Lo precedente, a las claras, pone al descubierto que el juez de segundo grado erró al confirmar la decisión de primera instancia en cuanto declaró «oficiosamente la existencia de la EXCEPCIÓN DE MERITO (sic) DE LA FALTA DE JURISDICCIÓN Y COMPETENCIA», pues, como quedó advertido, efectivamente sí se tiene jurisdicción y competencia para conocer del presente proceso.

2.2) Sobre la naturaleza del vínculo del señor Carlos William Tabares Vélez con el Municipio de Amagá

2.2.1. Algunos aspectos preliminares

a) Servicio público esencial de aseo

El artículo 311 de la Constitución Política instituye que al «municipio como entidad fundamental de la división político administrativa del Estado le corresponde prestar los servicios públicos que determine la ley (…)».

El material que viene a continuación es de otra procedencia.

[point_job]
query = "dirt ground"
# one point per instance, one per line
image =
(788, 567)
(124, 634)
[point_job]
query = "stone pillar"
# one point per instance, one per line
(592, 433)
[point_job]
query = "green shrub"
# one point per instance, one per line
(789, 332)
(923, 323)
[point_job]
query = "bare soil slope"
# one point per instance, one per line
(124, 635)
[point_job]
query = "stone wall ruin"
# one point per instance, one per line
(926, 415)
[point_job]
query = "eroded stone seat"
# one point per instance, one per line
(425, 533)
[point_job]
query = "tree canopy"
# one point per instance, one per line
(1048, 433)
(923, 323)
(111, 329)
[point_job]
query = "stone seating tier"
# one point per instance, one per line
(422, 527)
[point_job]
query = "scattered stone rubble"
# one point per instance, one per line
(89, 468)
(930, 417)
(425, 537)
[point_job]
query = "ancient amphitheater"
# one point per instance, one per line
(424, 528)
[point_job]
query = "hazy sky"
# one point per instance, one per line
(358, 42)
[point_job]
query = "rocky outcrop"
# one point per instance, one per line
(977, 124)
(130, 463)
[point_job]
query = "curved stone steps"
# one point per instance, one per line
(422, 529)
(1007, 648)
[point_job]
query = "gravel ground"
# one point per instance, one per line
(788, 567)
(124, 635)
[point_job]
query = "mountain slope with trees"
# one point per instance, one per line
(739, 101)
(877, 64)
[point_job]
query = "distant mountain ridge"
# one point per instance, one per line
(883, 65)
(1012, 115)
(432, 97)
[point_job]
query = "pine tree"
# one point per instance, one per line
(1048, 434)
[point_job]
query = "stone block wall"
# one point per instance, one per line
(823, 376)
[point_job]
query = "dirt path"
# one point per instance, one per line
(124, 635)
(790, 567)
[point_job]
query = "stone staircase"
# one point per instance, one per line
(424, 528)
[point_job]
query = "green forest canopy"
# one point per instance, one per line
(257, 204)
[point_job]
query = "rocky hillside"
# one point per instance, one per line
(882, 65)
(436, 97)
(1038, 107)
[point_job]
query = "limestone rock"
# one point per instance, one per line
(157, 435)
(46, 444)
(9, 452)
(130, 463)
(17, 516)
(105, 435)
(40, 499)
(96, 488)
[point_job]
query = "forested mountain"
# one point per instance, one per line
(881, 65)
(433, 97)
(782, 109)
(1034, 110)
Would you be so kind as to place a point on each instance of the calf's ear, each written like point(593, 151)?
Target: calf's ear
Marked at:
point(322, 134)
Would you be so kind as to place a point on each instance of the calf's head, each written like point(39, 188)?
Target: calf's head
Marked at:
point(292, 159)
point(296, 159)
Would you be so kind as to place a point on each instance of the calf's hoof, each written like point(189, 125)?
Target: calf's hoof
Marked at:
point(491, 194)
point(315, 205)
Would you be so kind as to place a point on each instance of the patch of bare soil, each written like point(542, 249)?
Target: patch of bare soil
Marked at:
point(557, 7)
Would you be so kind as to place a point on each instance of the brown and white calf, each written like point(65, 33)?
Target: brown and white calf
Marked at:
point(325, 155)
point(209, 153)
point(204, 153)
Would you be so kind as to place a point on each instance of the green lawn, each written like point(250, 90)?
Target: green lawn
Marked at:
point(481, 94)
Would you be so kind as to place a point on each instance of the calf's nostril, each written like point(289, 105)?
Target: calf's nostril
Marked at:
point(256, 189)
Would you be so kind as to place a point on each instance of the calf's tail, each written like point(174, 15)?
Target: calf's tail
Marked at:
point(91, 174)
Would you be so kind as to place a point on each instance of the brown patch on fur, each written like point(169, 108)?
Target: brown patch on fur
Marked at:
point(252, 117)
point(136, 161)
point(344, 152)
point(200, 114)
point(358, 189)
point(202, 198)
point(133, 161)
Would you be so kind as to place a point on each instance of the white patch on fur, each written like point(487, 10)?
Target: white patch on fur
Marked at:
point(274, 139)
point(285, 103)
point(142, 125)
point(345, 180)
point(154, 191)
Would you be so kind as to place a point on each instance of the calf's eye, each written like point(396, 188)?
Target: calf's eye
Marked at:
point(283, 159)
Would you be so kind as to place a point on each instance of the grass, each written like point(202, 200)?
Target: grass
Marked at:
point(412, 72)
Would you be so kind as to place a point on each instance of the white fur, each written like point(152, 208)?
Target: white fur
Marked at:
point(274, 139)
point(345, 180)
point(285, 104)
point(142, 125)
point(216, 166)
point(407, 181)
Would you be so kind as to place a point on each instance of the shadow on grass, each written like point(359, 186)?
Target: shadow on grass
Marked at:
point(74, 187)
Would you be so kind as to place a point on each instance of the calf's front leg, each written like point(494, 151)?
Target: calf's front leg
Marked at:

A su vez, de conformidad con artículo 14 número 24, modificado por el artículo 1º de la Ley 689 de 2001 de la Ley 142 de 1994, se entiende por servicio público domiciliario de aseo, el servicio de recolección municipal de residuos, principalmente sólidos. También comprende las actividades complementarias de transporte, tratamiento, aprovechamiento y disposición final de tales residuos. Igualmente incluye, entre otras, las actividades complementarias de corte de césped y poda de árboles ubicados en las vías y áreas públicas; de lavado de estas áreas, transferencia, tratamiento y aprovechamiento.

b) Los rellenos sanitarios y su naturaleza

El artículo 1º del Decreto 1713 de 2002, define relleno sanitario como el lugar técnicamente seleccionado, diseñado y operado para la disposición final controlada de los residuos sólidos, sin causar peligro, daño o riesgo a la salud pública, minimizando y controlando los impactos ambientales y utilizando principios de ingeniería, para la confinación y aislamiento de los residuos sólidos en un área mínima, con compactación de residuos, cobertura diaria de los mismos, control de gases y lixiviados, y cobertura final.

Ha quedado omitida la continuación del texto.